I can remember walking along the sparsely traveled road with my mother, enjoying the wildflowers, learning the names of trees, and picking wild strawberries. Amazingly, although the Mt. Weather complex has changed drastically,  the area around Mt. Weather seems no different than it was 60 years ago. The Google Map street view of Route 601(the cross road off Rt. 7 that my father referred to in his letter) along the ridge of the mountain look so familiar to me, that I feel like Google must have an image of my mother and me walking along, looking for wild strawberries growing in front of the low stone walls.

But when my journey on Google Maps closes in on the Mt. Weather facility, I can’t “drive” right in. A sign declares FEMA Mt. Weather Emergency Operations Center, and a gate and guardhouse end the Google Maps journey.

Mt. Weather

The Mt. Weather Complex today.

What a surprise it was to see a Time Magazine article about Mt. Weather 45 years later. Digging into the mountain, government agencies had created a hideaway for important officials in case of atomic bomb attack. In 2011, Time magazine’s blog ran a condensation of that article from December 9, 1991, that you can read here. Although the road leading to the top of the mountain may look the same, the pastoral innocence of the Mt. Weather complex itself existed no more. The FEMA (Federal Emergency Management Administration) designation is a cover for the real mission of the place.

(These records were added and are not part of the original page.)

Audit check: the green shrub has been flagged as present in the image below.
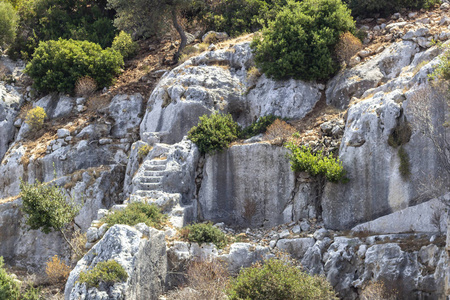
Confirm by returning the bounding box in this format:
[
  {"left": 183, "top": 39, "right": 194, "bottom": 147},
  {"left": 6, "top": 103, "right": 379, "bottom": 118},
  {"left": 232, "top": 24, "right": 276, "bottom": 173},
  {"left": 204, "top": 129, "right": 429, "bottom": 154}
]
[
  {"left": 101, "top": 202, "right": 167, "bottom": 230},
  {"left": 430, "top": 45, "right": 450, "bottom": 81},
  {"left": 188, "top": 113, "right": 240, "bottom": 154},
  {"left": 111, "top": 31, "right": 138, "bottom": 59},
  {"left": 78, "top": 260, "right": 128, "bottom": 288},
  {"left": 180, "top": 223, "right": 229, "bottom": 249},
  {"left": 201, "top": 0, "right": 286, "bottom": 37},
  {"left": 240, "top": 115, "right": 280, "bottom": 139},
  {"left": 0, "top": 257, "right": 21, "bottom": 300},
  {"left": 285, "top": 142, "right": 346, "bottom": 183},
  {"left": 20, "top": 180, "right": 79, "bottom": 235},
  {"left": 7, "top": 0, "right": 116, "bottom": 59},
  {"left": 25, "top": 106, "right": 46, "bottom": 130},
  {"left": 344, "top": 0, "right": 439, "bottom": 18},
  {"left": 25, "top": 39, "right": 123, "bottom": 94},
  {"left": 251, "top": 0, "right": 355, "bottom": 81},
  {"left": 0, "top": 1, "right": 18, "bottom": 48},
  {"left": 227, "top": 258, "right": 337, "bottom": 300},
  {"left": 398, "top": 146, "right": 411, "bottom": 179}
]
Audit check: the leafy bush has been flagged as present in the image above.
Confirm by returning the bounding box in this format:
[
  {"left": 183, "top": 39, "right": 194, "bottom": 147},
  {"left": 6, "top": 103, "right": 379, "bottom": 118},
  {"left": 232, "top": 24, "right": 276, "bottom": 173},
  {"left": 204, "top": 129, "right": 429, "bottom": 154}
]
[
  {"left": 180, "top": 223, "right": 229, "bottom": 249},
  {"left": 285, "top": 142, "right": 346, "bottom": 183},
  {"left": 78, "top": 260, "right": 128, "bottom": 288},
  {"left": 0, "top": 257, "right": 21, "bottom": 300},
  {"left": 240, "top": 114, "right": 279, "bottom": 139},
  {"left": 188, "top": 113, "right": 240, "bottom": 154},
  {"left": 227, "top": 258, "right": 337, "bottom": 300},
  {"left": 335, "top": 31, "right": 362, "bottom": 66},
  {"left": 101, "top": 202, "right": 167, "bottom": 229},
  {"left": 251, "top": 0, "right": 355, "bottom": 81},
  {"left": 111, "top": 31, "right": 138, "bottom": 59},
  {"left": 20, "top": 180, "right": 79, "bottom": 234},
  {"left": 8, "top": 0, "right": 116, "bottom": 59},
  {"left": 344, "top": 0, "right": 439, "bottom": 17},
  {"left": 201, "top": 0, "right": 286, "bottom": 37},
  {"left": 25, "top": 106, "right": 46, "bottom": 130},
  {"left": 25, "top": 39, "right": 123, "bottom": 94},
  {"left": 0, "top": 1, "right": 18, "bottom": 48},
  {"left": 45, "top": 255, "right": 71, "bottom": 284}
]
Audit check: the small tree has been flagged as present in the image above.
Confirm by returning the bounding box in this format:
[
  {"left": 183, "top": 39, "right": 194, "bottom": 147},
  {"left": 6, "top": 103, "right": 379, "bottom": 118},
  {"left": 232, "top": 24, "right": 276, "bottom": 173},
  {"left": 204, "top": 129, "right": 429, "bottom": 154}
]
[
  {"left": 107, "top": 0, "right": 192, "bottom": 61},
  {"left": 0, "top": 1, "right": 18, "bottom": 48},
  {"left": 20, "top": 180, "right": 81, "bottom": 257}
]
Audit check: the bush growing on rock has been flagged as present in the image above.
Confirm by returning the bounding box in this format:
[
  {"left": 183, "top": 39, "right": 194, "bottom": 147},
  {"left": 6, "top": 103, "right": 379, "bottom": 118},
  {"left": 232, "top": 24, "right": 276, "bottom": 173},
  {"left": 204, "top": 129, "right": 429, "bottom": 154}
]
[
  {"left": 251, "top": 0, "right": 355, "bottom": 81},
  {"left": 25, "top": 106, "right": 46, "bottom": 130},
  {"left": 78, "top": 260, "right": 128, "bottom": 288},
  {"left": 101, "top": 202, "right": 167, "bottom": 229},
  {"left": 0, "top": 256, "right": 21, "bottom": 299},
  {"left": 188, "top": 113, "right": 240, "bottom": 154},
  {"left": 25, "top": 39, "right": 123, "bottom": 94},
  {"left": 240, "top": 114, "right": 280, "bottom": 139},
  {"left": 45, "top": 255, "right": 71, "bottom": 284},
  {"left": 285, "top": 142, "right": 346, "bottom": 183},
  {"left": 344, "top": 0, "right": 439, "bottom": 17},
  {"left": 227, "top": 258, "right": 337, "bottom": 300},
  {"left": 180, "top": 223, "right": 229, "bottom": 248}
]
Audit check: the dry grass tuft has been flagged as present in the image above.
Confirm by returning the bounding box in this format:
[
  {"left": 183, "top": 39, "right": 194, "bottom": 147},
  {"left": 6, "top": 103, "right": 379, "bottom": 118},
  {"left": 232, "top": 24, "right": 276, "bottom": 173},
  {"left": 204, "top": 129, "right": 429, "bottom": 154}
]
[
  {"left": 166, "top": 259, "right": 229, "bottom": 300},
  {"left": 75, "top": 76, "right": 97, "bottom": 97},
  {"left": 361, "top": 280, "right": 398, "bottom": 300},
  {"left": 335, "top": 32, "right": 362, "bottom": 67},
  {"left": 45, "top": 255, "right": 71, "bottom": 284},
  {"left": 264, "top": 119, "right": 297, "bottom": 145}
]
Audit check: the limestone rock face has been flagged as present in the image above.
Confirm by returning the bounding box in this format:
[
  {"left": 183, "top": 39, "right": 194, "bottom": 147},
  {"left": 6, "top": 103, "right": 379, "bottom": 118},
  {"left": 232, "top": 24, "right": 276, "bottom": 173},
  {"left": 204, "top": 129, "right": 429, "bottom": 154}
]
[
  {"left": 326, "top": 41, "right": 419, "bottom": 109},
  {"left": 107, "top": 93, "right": 144, "bottom": 139},
  {"left": 140, "top": 42, "right": 323, "bottom": 144},
  {"left": 65, "top": 225, "right": 167, "bottom": 300},
  {"left": 322, "top": 43, "right": 449, "bottom": 230},
  {"left": 198, "top": 143, "right": 319, "bottom": 228},
  {"left": 0, "top": 82, "right": 22, "bottom": 161}
]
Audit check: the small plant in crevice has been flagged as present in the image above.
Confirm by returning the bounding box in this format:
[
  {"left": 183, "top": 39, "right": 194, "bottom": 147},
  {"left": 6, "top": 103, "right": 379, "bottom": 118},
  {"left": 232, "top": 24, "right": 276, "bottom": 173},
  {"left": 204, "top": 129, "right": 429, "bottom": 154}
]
[
  {"left": 45, "top": 255, "right": 71, "bottom": 284},
  {"left": 188, "top": 113, "right": 240, "bottom": 154},
  {"left": 101, "top": 202, "right": 167, "bottom": 230},
  {"left": 263, "top": 119, "right": 297, "bottom": 144},
  {"left": 25, "top": 106, "right": 46, "bottom": 130},
  {"left": 240, "top": 114, "right": 281, "bottom": 139},
  {"left": 179, "top": 222, "right": 229, "bottom": 249},
  {"left": 137, "top": 144, "right": 152, "bottom": 161},
  {"left": 398, "top": 146, "right": 411, "bottom": 179},
  {"left": 285, "top": 142, "right": 347, "bottom": 183},
  {"left": 78, "top": 260, "right": 128, "bottom": 288}
]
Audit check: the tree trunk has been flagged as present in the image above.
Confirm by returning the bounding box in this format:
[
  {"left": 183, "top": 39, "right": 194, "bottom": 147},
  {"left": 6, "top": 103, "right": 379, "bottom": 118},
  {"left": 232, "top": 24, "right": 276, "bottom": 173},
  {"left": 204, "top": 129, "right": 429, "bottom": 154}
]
[
  {"left": 171, "top": 6, "right": 187, "bottom": 62},
  {"left": 59, "top": 228, "right": 81, "bottom": 258}
]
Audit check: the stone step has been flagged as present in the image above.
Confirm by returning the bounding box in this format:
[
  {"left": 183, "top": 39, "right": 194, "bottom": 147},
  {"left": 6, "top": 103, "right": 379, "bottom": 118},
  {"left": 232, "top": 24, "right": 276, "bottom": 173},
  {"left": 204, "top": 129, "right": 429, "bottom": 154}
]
[
  {"left": 143, "top": 164, "right": 166, "bottom": 171},
  {"left": 139, "top": 176, "right": 163, "bottom": 184},
  {"left": 134, "top": 190, "right": 168, "bottom": 198},
  {"left": 138, "top": 182, "right": 162, "bottom": 190},
  {"left": 145, "top": 159, "right": 167, "bottom": 166},
  {"left": 144, "top": 170, "right": 166, "bottom": 177}
]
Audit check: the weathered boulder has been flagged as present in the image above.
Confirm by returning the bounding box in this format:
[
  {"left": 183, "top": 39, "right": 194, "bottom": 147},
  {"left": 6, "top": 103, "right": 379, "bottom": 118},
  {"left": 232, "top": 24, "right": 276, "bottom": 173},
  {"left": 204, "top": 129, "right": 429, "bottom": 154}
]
[
  {"left": 0, "top": 82, "right": 22, "bottom": 161},
  {"left": 198, "top": 143, "right": 320, "bottom": 228},
  {"left": 65, "top": 224, "right": 167, "bottom": 300},
  {"left": 35, "top": 94, "right": 76, "bottom": 119},
  {"left": 107, "top": 93, "right": 144, "bottom": 139}
]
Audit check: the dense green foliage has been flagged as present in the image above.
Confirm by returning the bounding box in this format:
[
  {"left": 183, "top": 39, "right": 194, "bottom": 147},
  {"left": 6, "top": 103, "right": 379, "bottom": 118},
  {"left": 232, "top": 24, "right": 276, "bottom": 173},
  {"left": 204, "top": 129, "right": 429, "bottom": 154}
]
[
  {"left": 0, "top": 257, "right": 20, "bottom": 300},
  {"left": 201, "top": 0, "right": 286, "bottom": 37},
  {"left": 251, "top": 0, "right": 355, "bottom": 81},
  {"left": 188, "top": 113, "right": 240, "bottom": 154},
  {"left": 78, "top": 260, "right": 128, "bottom": 288},
  {"left": 25, "top": 39, "right": 123, "bottom": 93},
  {"left": 0, "top": 1, "right": 18, "bottom": 48},
  {"left": 20, "top": 180, "right": 79, "bottom": 234},
  {"left": 0, "top": 257, "right": 42, "bottom": 300},
  {"left": 7, "top": 0, "right": 115, "bottom": 59},
  {"left": 344, "top": 0, "right": 439, "bottom": 17},
  {"left": 240, "top": 115, "right": 280, "bottom": 138},
  {"left": 285, "top": 142, "right": 346, "bottom": 182},
  {"left": 181, "top": 223, "right": 229, "bottom": 248},
  {"left": 111, "top": 31, "right": 138, "bottom": 59},
  {"left": 227, "top": 258, "right": 337, "bottom": 300},
  {"left": 101, "top": 202, "right": 167, "bottom": 229}
]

The title of the article, DOOMSDAY HIDEAWAY, describes a very different place than the one where my father worked and my family visited during the summer of 1945.

News items and Wikipedia have a gap in their timetables of the way that Mt. Weather morphed from a Weather Station into a secret underground hideout for high government officials in case of nuclear attack. The history the reporters dug up skips over the immediate post-war period when we saw Mt. Weather.

A more recent report, from NBC, (June 2015) indicates that the facility is no longer used as a hideout for government officials, but instead an “alternate” center of operations for Homeland Security. At any rate, the real work of the government there remains top secret.

The news sources say that in the late 1930s the Bureau of Mines started some excavations, and by 1959 the Bureau had completed an underground shelter in Pre Cambrian basalt.  Ironically, my father’s description of the place emphasizes “peacefulness” and a decade after he wrote that letter, the emphasis was on preparedness for war and disaster.

I am so glad that we had that short respite on the mountain at a moment in history when we were enjoying the prospect of long-awaited peace in the world and the peacefulness of the beautiful Virginia mountains.